In una risposta scritta, l’esercito israeliano afferma di lavorare in coordinamento con le organizzazioni di aiuto umanitario “per garantire assistenza ai civili” e che “in alcun modo ha colpito intenzionalmente dei civili”.

La scuola bombardata. Si stanno intanto chiarendo i contorni di un’altra vicenda controversa, su cui l’Onu ha sollevato ufficiali proteste. La scuola dell’Agenzia per i rifugiati dell’Onu colpita martedì scorso a Jabaliya e in cui sono morti 40 civili sarebbe stata colpita per errore: non c’erano infatti uomini armati all’interno dell’edificio, come in un primo tempo hanno sostenuto le autorità israeliane. Lo ha dichiarato ad Haaretz il portavoce della Unrwa Chris Gunness che afferma inoltre che gli israeliani hanno diffuso, a sostegno della tesi ufficiale, immagini vecchie, risalenti al 2007.

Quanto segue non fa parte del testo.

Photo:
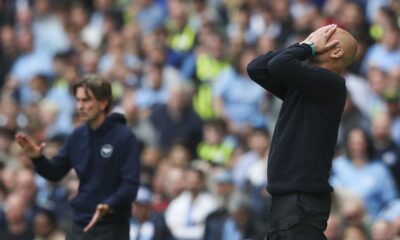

“In un briefing con diplomatici stranieri alti ufficiali dell’esercito israeliano hanno ammesso che gli spari ai quali le forze israeliane hanno risposto a Jabalya non provenivano dalla scuola – ha detto Gunness – l’esercito israeliano in quell’occasione ha ammesso che l’attacco al sito dell’Onu non è stato intenzionale”.

Ora l’Unrwa insiste nel chiedere un’inchiesta obiettiva per stabilire se il bombardamento della scuola sia stata una violazione del diritto internazionale e delle leggi umanitarie. E per portare eventualmente i responsabili di fronte alla giustizia.